Supersymmetric quantum mechanics living on topologically nontrivial Riemann surfaces

TL;DR

This paper develops a new non-Hermitian supersymmetric quantum mechanics framework on complex Riemann surfaces, exploring topologically nontrivial curves and antilinear mappings between partner operators.

Contribution

It introduces a novel non-Hermitian representation of supersymmetric quantum mechanics on complex curves with nontrivial topology, emphasizing the non-uniqueness of partner mappings.

Findings

Construction of supersymmetric quantum mechanics on Riemann surfaces.

Use of antilinear maps between partner operators.

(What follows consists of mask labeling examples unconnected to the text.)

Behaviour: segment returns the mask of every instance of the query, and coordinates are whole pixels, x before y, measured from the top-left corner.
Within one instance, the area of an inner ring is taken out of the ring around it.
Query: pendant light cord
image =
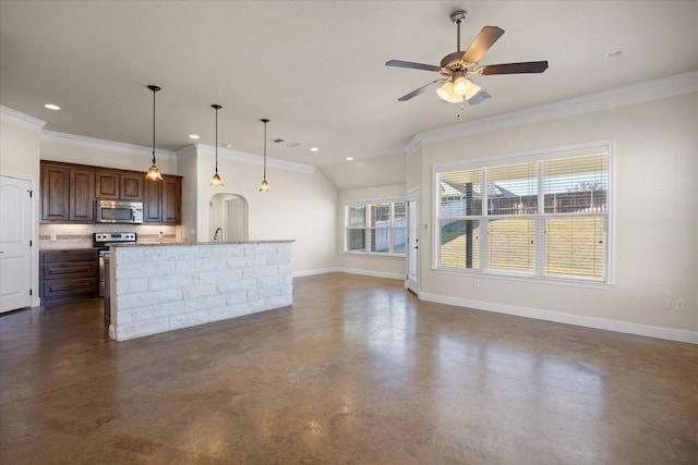
[[[155,164],[155,93],[159,89],[151,87],[153,90],[153,164]]]
[[[269,120],[264,121],[264,180],[266,180],[266,123],[268,122]]]

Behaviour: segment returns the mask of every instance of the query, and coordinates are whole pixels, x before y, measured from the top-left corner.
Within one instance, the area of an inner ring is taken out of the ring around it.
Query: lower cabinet
[[[93,249],[39,252],[41,303],[97,297],[99,258]]]

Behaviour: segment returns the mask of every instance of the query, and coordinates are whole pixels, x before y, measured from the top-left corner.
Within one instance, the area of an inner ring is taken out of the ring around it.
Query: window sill
[[[566,278],[539,278],[533,276],[525,276],[525,274],[507,274],[507,273],[497,273],[492,271],[466,271],[466,270],[456,270],[456,269],[444,269],[444,268],[434,268],[432,267],[432,271],[436,274],[452,274],[452,276],[461,276],[473,279],[493,279],[493,280],[503,280],[503,281],[518,281],[518,282],[528,282],[535,284],[553,284],[553,285],[564,285],[570,287],[588,287],[588,289],[609,289],[613,287],[612,282],[603,282],[603,281],[582,281],[576,279],[566,279]]]
[[[350,250],[345,250],[345,252],[342,252],[342,254],[345,254],[345,255],[359,255],[359,256],[365,256],[365,257],[393,257],[393,258],[405,258],[406,257],[405,254],[382,254],[382,253],[377,253],[377,252],[350,252]]]

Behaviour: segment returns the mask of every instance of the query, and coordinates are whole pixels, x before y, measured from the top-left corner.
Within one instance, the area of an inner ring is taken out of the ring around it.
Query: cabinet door
[[[145,181],[143,183],[143,222],[163,222],[163,182]]]
[[[182,179],[167,176],[163,180],[163,222],[182,223]]]
[[[67,167],[41,164],[41,222],[68,221],[69,180]]]
[[[122,200],[143,200],[143,180],[141,173],[121,173],[119,175]]]
[[[116,171],[97,171],[95,173],[95,196],[97,198],[119,198],[119,173]]]
[[[95,173],[70,169],[70,221],[92,223],[95,219]]]

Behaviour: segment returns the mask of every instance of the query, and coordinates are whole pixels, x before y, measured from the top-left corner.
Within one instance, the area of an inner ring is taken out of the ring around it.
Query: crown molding
[[[216,147],[205,144],[194,144],[196,154],[204,157],[214,158],[216,156]],[[229,148],[218,147],[218,158],[226,160],[239,161],[242,163],[258,164],[264,163],[264,157],[256,154],[248,154],[239,150],[231,150]],[[316,168],[312,164],[297,163],[294,161],[286,161],[278,158],[266,157],[266,166],[277,168],[285,171],[296,171],[299,173],[313,174]]]
[[[119,154],[131,155],[153,155],[153,147],[144,147],[142,145],[124,144],[113,140],[105,140],[93,137],[77,136],[74,134],[57,133],[55,131],[44,131],[41,133],[41,142],[69,145],[72,147],[83,147],[106,151],[116,151]],[[171,150],[155,149],[158,158],[177,159],[177,152]]]
[[[44,126],[46,126],[46,121],[39,120],[38,118],[29,117],[28,114],[24,114],[20,111],[3,107],[1,105],[0,121],[37,133],[44,131]]]
[[[576,117],[695,91],[698,91],[698,71],[424,131],[418,133],[405,146],[405,154],[410,157],[426,144]]]

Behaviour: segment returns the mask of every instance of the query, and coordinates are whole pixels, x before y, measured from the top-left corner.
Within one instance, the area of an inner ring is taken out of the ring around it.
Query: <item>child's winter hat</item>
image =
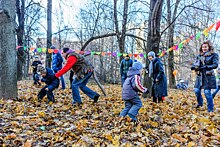
[[[155,58],[155,53],[154,53],[153,51],[150,51],[150,52],[147,54],[147,56],[151,56],[151,57]]]
[[[56,49],[56,46],[52,45],[50,48],[51,48],[51,49]]]
[[[46,68],[44,68],[43,66],[38,66],[37,71],[41,74],[47,73]]]
[[[141,62],[136,61],[132,64],[132,68],[135,70],[141,70],[143,68],[143,65]]]

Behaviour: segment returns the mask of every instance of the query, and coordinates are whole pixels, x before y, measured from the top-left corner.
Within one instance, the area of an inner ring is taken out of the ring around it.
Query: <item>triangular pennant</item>
[[[117,53],[116,53],[116,52],[112,53],[112,56],[113,56],[113,57],[116,57],[116,56],[117,56]]]
[[[50,49],[50,48],[49,48],[49,49],[48,49],[48,53],[50,53],[50,54],[53,53],[53,49]]]
[[[209,28],[208,28],[208,31],[211,31],[212,28],[214,27],[215,24],[212,24]]]
[[[59,50],[58,49],[54,49],[54,51],[53,51],[55,54],[57,54],[58,52],[59,52]]]
[[[143,57],[144,57],[144,54],[139,54],[139,56],[140,56],[141,58],[143,58]]]
[[[34,47],[31,47],[31,48],[30,48],[30,51],[34,51],[34,50],[35,50],[35,48],[34,48]]]
[[[196,34],[196,40],[198,40],[200,38],[200,36],[201,36],[201,32],[197,33]]]
[[[138,57],[138,54],[134,54],[134,57],[137,58],[137,57]]]
[[[47,48],[42,48],[42,52],[46,53]]]
[[[219,27],[220,27],[220,21],[217,22],[215,30],[218,31]]]
[[[42,48],[37,48],[37,52],[38,53],[42,52]]]
[[[80,51],[79,54],[83,55],[83,54],[84,54],[84,51]]]
[[[19,49],[20,47],[22,47],[22,46],[17,46],[16,49]]]

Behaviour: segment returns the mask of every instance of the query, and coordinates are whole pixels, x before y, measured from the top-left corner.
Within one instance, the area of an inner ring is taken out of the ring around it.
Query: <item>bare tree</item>
[[[47,50],[51,47],[52,38],[52,0],[47,0]],[[51,54],[46,53],[46,67],[51,67]]]
[[[17,96],[15,1],[0,0],[0,98]]]
[[[154,51],[156,54],[159,52],[160,44],[160,20],[162,13],[163,0],[150,1],[150,14],[148,19],[148,35],[147,35],[147,48],[146,52]],[[146,66],[149,62],[146,61]],[[151,89],[151,79],[145,76],[144,85]]]

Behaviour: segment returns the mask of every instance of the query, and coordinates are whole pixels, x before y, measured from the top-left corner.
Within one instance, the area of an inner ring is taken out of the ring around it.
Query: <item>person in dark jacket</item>
[[[96,103],[100,95],[86,86],[94,72],[94,67],[91,62],[83,55],[75,53],[69,48],[63,48],[62,56],[67,60],[66,64],[55,74],[55,76],[59,78],[69,70],[74,72],[74,79],[72,82],[73,106],[82,106],[79,88]]]
[[[55,102],[53,90],[59,87],[59,79],[54,76],[53,70],[50,68],[44,68],[43,66],[38,67],[38,72],[41,73],[42,82],[45,82],[46,86],[44,86],[40,92],[38,93],[38,101],[40,102],[45,95],[47,95],[48,103]]]
[[[218,91],[220,90],[220,68],[218,68],[216,79],[217,79],[217,88],[212,93],[213,99],[214,99],[215,95],[218,93]]]
[[[211,89],[216,89],[216,78],[214,69],[218,67],[218,54],[214,53],[210,45],[210,41],[202,43],[200,47],[200,54],[196,57],[195,63],[191,70],[197,73],[194,92],[197,98],[197,106],[203,106],[203,98],[201,89],[204,89],[204,94],[207,100],[208,112],[214,111],[214,103],[211,94]]]
[[[147,88],[141,85],[141,70],[143,65],[140,62],[134,62],[128,70],[128,77],[122,88],[122,99],[125,103],[125,108],[121,111],[120,117],[128,115],[133,121],[137,121],[137,114],[142,107],[141,99],[138,92],[148,92]]]
[[[56,49],[55,46],[51,46],[51,49]],[[55,73],[57,73],[59,70],[62,69],[62,64],[63,64],[63,57],[61,56],[61,54],[59,52],[57,53],[53,53],[53,60],[52,60],[52,69]],[[65,86],[65,81],[63,76],[60,77],[61,80],[61,85],[62,85],[62,90],[64,90],[66,88]]]
[[[34,56],[34,62],[32,63],[32,68],[33,68],[33,80],[34,80],[34,85],[38,84],[41,86],[41,83],[39,82],[39,75],[37,73],[37,67],[38,65],[42,65],[41,61],[39,60],[38,56]]]
[[[132,60],[130,59],[129,55],[126,55],[125,58],[121,61],[121,65],[120,65],[121,86],[122,87],[125,82],[125,79],[127,78],[128,69],[131,66],[132,66]]]
[[[153,102],[163,102],[163,97],[167,96],[167,79],[164,73],[163,63],[155,56],[153,51],[148,53],[149,77],[152,78]]]

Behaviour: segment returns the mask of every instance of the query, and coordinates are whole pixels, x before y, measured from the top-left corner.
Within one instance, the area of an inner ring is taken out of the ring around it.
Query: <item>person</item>
[[[82,100],[79,93],[79,88],[96,103],[100,95],[86,86],[90,77],[93,74],[94,67],[91,62],[86,60],[83,55],[75,53],[69,48],[63,48],[62,56],[67,60],[64,67],[58,71],[55,76],[59,78],[70,69],[74,72],[74,79],[72,82],[72,96],[74,106],[82,106]]]
[[[167,96],[167,79],[164,73],[163,63],[160,58],[155,56],[153,51],[148,53],[149,64],[149,77],[152,78],[152,97],[153,102],[163,102]]]
[[[74,72],[70,70],[70,75],[69,75],[70,89],[72,89],[73,76],[74,76]]]
[[[60,80],[54,76],[54,72],[50,68],[39,66],[38,72],[40,72],[42,76],[41,81],[46,83],[46,86],[44,86],[37,95],[38,101],[41,102],[43,97],[47,95],[48,103],[54,103],[55,99],[53,95],[53,90],[59,87]]]
[[[200,53],[196,57],[196,61],[191,67],[191,70],[195,70],[197,73],[194,86],[194,92],[198,103],[196,108],[203,106],[201,89],[204,89],[208,112],[213,112],[214,103],[211,89],[216,89],[214,69],[218,67],[218,54],[214,53],[213,47],[211,47],[209,41],[203,42],[199,51]]]
[[[134,62],[128,70],[128,77],[122,88],[122,99],[124,100],[125,108],[121,111],[120,117],[128,115],[132,121],[137,121],[137,114],[142,107],[141,99],[138,92],[147,93],[148,89],[141,85],[140,75],[143,65],[140,62]]]
[[[220,68],[218,68],[216,79],[217,79],[217,88],[212,93],[213,99],[214,99],[215,95],[218,93],[218,91],[220,90]]]
[[[128,69],[131,66],[132,66],[132,60],[130,59],[129,55],[126,55],[120,64],[121,86],[122,87],[125,82],[125,79],[127,78]]]
[[[50,48],[56,49],[55,46],[51,46]],[[57,73],[59,70],[62,69],[63,58],[59,52],[53,53],[52,58],[53,58],[52,59],[52,69],[55,73]],[[65,87],[65,81],[64,81],[63,76],[60,77],[60,80],[61,80],[62,90],[64,90],[66,87]]]
[[[179,83],[177,84],[177,89],[182,89],[182,90],[186,90],[188,87],[187,87],[187,84],[185,83],[184,80],[179,80]]]
[[[37,73],[37,68],[38,65],[42,65],[41,61],[39,60],[38,56],[34,56],[34,62],[32,63],[32,68],[33,68],[33,80],[34,80],[34,85],[39,85],[41,86],[41,83],[39,82],[39,75]]]

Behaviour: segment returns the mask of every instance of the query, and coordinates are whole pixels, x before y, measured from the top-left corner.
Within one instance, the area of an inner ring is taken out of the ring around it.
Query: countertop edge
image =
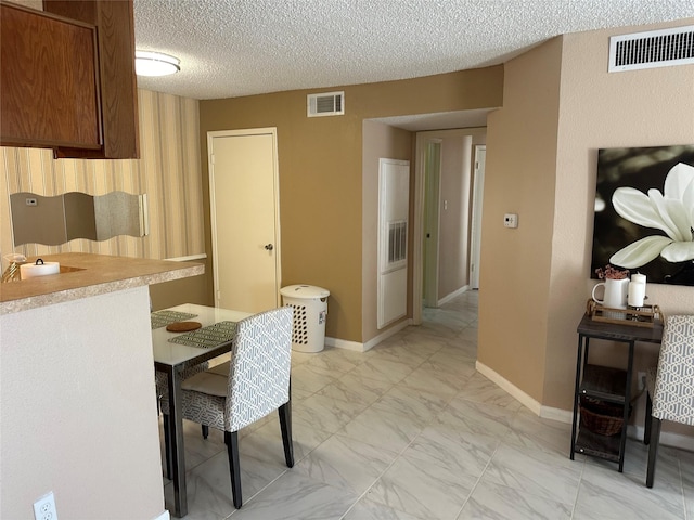
[[[105,262],[123,262],[127,264],[130,261],[125,257],[103,257],[97,255],[90,255],[90,257],[99,257],[99,259],[103,259],[103,261]],[[48,258],[48,256],[44,258]],[[142,259],[137,259],[136,261],[140,264],[142,262],[146,262],[146,260],[143,261]],[[153,260],[152,264],[162,265],[162,262],[163,261],[160,260]],[[73,261],[72,263],[76,264],[77,262]],[[167,265],[166,269],[155,269],[155,272],[145,273],[137,273],[137,266],[133,266],[131,268],[132,274],[117,276],[115,277],[115,280],[107,280],[104,282],[90,283],[81,286],[67,287],[60,290],[47,291],[46,294],[31,295],[24,298],[2,301],[0,302],[0,315],[28,311],[31,309],[52,306],[55,303],[90,298],[92,296],[105,295],[108,292],[115,292],[118,290],[130,289],[134,287],[159,284],[163,282],[187,278],[190,276],[197,276],[205,273],[205,265],[202,263],[179,263],[168,261],[166,263],[176,265]]]

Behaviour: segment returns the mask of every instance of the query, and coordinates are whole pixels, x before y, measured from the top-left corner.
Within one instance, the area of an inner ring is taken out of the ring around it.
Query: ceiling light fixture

Analysis of non-uniqueness in topologically nontrivial mappings.

Abstract

Supersymmetric quantum mechanics is constructed in a new non-Hermitian representation. Firstly, the map between the partner operators $H^{(\pm)}$ is chosen antilinear. Secondly, both these components of a super-Hamiltonian ${\cal H}$ are defined along certain topologically nontrivial complex curves $r^{(\pm)}(x)$ which spread over several Riemann sheets of the wave function. The non-uniqueness of our choice of the map ${\cal T}$ between "tobogganic" partner curves $r^{(+)}(x)$ and $r^{(-)}(x)$ is emphasized.